Pharma does a great job in scientific and healthcare communications but there is room for improvement in the patient advocacy element which is less about one-way communication and more about building community and resources.
We need to understand what patients want to communicate so they can better explain their condition within their personal communities (i.e. schoolteachers, non-specialist healthcare) and allow them to amplify awareness for their disease outside of their support system.
Naturally following on from advocacy is the role of influencers. There is a new demographic of patients emerging – those who have embraced TikTok. We’re seeing it being used by patients as a platform to amplify awareness and understanding of their disease. These influencers are powerful advocates not only of their patient communities but also of the incredible work that healthcare does to manage and treat their conditions. Facilitating positive discussions around C>s on this platform will be invaluable to their acceptance and success.

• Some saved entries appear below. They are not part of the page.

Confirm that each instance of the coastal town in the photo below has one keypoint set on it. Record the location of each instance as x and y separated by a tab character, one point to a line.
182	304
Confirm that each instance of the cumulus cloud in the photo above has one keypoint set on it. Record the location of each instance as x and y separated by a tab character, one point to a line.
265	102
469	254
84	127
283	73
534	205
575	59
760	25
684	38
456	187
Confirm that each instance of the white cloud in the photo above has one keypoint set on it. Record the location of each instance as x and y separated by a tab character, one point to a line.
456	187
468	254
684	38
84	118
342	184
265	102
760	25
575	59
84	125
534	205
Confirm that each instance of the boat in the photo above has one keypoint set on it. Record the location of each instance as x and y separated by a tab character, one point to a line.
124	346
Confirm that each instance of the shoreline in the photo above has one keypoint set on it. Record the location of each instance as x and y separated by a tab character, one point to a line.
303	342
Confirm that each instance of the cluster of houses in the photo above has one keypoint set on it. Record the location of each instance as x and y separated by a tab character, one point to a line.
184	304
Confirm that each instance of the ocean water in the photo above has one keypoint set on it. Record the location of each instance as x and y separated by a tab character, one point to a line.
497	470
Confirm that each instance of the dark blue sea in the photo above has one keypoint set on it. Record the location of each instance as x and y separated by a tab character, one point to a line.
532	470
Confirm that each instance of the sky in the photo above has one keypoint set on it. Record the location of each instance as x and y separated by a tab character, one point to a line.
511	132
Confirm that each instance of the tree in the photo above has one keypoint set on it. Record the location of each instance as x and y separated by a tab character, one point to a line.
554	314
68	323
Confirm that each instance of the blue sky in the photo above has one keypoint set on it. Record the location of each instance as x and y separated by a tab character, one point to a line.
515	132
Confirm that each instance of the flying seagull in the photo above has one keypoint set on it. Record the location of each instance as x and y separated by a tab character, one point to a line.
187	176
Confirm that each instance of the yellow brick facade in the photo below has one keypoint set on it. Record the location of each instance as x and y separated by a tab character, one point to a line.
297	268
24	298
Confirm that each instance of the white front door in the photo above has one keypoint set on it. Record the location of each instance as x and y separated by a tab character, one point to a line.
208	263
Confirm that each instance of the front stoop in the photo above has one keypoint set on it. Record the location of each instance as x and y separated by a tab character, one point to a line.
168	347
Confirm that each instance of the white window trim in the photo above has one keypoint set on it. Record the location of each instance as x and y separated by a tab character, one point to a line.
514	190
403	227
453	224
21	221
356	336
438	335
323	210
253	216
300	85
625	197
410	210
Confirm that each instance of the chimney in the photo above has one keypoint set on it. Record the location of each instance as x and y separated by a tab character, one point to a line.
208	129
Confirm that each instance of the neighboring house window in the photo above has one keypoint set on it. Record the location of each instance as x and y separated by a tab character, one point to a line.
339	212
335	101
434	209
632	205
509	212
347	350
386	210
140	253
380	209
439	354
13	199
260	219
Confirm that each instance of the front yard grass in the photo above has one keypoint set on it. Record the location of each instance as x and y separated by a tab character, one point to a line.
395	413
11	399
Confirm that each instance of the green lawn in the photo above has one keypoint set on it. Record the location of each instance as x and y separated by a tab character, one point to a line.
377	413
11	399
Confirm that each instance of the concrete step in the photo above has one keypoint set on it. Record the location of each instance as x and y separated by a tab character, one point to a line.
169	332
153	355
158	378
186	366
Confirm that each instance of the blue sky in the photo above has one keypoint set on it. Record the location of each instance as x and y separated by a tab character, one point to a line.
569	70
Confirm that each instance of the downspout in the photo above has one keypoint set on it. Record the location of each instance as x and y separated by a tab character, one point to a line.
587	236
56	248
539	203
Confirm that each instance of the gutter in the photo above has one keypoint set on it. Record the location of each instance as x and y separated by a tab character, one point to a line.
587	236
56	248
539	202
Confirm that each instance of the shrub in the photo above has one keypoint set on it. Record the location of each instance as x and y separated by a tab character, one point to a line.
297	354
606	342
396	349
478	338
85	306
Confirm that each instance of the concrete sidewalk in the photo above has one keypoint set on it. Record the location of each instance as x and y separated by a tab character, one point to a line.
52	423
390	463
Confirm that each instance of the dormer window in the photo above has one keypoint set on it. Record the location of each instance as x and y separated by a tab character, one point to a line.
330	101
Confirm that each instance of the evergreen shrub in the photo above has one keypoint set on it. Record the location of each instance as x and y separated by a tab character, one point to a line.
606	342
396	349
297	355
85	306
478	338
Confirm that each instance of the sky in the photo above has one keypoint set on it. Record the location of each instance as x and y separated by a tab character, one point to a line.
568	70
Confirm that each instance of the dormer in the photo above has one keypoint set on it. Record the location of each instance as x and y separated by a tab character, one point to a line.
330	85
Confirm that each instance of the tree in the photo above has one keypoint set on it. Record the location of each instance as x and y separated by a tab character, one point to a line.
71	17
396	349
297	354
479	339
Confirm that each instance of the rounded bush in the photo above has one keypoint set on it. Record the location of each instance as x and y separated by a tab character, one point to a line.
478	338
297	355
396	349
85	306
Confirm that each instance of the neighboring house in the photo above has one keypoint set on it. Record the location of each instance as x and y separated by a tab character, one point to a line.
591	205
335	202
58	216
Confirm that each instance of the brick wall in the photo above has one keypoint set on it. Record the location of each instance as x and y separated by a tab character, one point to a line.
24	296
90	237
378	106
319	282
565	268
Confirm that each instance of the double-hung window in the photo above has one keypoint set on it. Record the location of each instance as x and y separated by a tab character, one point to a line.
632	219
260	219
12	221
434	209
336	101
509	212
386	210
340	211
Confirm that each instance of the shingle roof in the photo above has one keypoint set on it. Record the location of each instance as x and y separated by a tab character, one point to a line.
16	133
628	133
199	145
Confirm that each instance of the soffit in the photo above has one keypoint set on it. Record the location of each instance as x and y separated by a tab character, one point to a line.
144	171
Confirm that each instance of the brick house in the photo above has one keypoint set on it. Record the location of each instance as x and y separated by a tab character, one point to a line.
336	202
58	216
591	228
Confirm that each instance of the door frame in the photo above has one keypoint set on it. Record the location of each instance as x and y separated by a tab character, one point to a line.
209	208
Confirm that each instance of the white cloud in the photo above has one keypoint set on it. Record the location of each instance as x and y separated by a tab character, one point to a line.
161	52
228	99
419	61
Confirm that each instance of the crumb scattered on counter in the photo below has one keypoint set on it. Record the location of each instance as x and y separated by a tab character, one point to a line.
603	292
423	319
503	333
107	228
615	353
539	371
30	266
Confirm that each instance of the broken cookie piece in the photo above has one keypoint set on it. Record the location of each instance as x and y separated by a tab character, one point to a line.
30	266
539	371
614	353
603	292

For pharma though it means understanding a new way of communicating. The challenge is how to prevent the ‘wrong’ messages being shared, how to access the right influencers at the right time, and how to sensitively engage with the communities using the platform.
The industry needs to meet patients in the middle when it comes to communicating around advanced therapies – acknowledging each patient’s existing knowledge of their disease and the nuances and complexity of engaging their demographic to articulate carefully and considerately what a C> means to them.
The new wave of social platforms is an untapped part of healthcare digitization and biotech must understand how to successfully pivot patient engagement strategies to incorporate advocacy and influencer marketing to truly differentiate their communication efforts.